I asked myself what I truly believe humanity needs most when it dawned on me that it’s obvious, it’s knowledge and relationship with the one true God.  There is no other cause that draws me more; no other thing I think can bring about transformation on an individual, social and global level.  I laugh now because it seems obvious in hindsight, but for so long now I’ve thought that I must not care that much about this because as I looked at my actions, it has always seemed that I must care primarily about helping Christians live out the implications of the gospel.  Then this last 9 months, I’ve never been able to muster much enthusiasm for any of the ministry assignments given to me, even the ones where God moved in tangible and powerful ways.  While being on the frontline with local ministries, I was mostly unmoved.

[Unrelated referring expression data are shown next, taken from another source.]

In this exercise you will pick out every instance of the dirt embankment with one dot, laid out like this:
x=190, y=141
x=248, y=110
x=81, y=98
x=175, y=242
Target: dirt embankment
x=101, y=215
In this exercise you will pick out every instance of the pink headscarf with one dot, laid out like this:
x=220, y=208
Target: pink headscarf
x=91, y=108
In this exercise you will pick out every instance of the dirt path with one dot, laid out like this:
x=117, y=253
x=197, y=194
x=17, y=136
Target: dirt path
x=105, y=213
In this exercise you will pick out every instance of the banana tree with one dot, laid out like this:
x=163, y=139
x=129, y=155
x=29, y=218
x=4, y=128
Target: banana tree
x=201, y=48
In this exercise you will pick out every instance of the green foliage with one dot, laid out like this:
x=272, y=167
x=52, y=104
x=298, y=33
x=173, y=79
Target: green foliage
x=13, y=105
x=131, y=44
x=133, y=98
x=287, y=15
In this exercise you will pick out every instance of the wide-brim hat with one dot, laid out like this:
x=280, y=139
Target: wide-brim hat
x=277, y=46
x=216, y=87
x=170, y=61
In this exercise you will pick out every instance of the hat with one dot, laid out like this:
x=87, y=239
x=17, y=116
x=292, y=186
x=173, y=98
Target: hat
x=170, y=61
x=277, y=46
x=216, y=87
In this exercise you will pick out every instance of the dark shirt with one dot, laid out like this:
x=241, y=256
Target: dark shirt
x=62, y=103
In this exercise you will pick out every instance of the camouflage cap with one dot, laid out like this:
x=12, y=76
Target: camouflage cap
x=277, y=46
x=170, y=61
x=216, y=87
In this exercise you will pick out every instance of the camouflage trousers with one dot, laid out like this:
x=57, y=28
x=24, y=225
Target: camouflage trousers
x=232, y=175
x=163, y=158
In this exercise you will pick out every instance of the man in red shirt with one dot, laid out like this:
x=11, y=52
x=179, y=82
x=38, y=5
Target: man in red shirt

The only time ministry had been life-giving were the 4 days I worked in the kitchen team for Parent Vision Trip because I was able to serve and get to know the parents of people on my squad and because I love, love, love families.

 

And yet, though month after month, the daily work of ministry produced no enthusiasm in me, there were all these little moments that had left an indelible impression.  I remembered Pastor Chhinho in Cambodia.  His father told him one day that they were Christian, so they didn’t worship in temples, but for years that’s all he knew about God.  Then one day a broadcast teaching Scripture from the Philippines was discovered and that was where he learned about God.  I remember this story brother Abishek told in Nepal.  There was a man who knew Jesus was God, but that was all. He prayed that someone would come and teach him about the one true God.  Then one day 20 years later, brother Abishek who had been climbing the Himalaya’s to bring the gospel to remote villages came to his and taught him about God.  I remember the story of our driver in India, the terrorist turned pastor.  So many people, so many stories …

 

Out of these memories, I discovered buried deep in my heart a passion for foreign missions, a passion for people and places where the gospel has had little to no penetration and the desire to use whatever strength I have left bringing the gospel to these places. 

 

I had considered being a missionary in my youth. Then I went to a mission’s conference, heard about the indigenous missionary movements like GFA, did a cost-benefit analysis and decided it was better for me to stay stateside. Especially in light of the fact that I didn’t sense any call to go because I do realize that God does not necessarily care most about efficiency.  Over the years I would give him chances to call me abroad, I did a short-term trip to India, I helped a missionary when I lived in China, then I came on the World Race and every time I’d say I didn’t see myself being the one to go. It seemed the only other role was to give financially and to pray. 

 

I realized in Cambodia that I enjoyed having more of an involvement in foreign missions.  Then this last year I’ve been reading more carefully the blogs and newsletters of people involved in missions.  All to say, it has only just dawned on me that surely there is a place for me in the cause of foreign missions stateside and that it’s ok that it’s not in the frontline.  I can serve it from a different place, just like people can serve education without being teachers or health without being doctors. 

 

I’m really grateful because this has helped me understand all the moments these last 9 months that have seemed totally pointless and without purpose.  Now when I think about going home and the future, I am excited as I watch and wait in anticipation of how God will unfold all that is to come.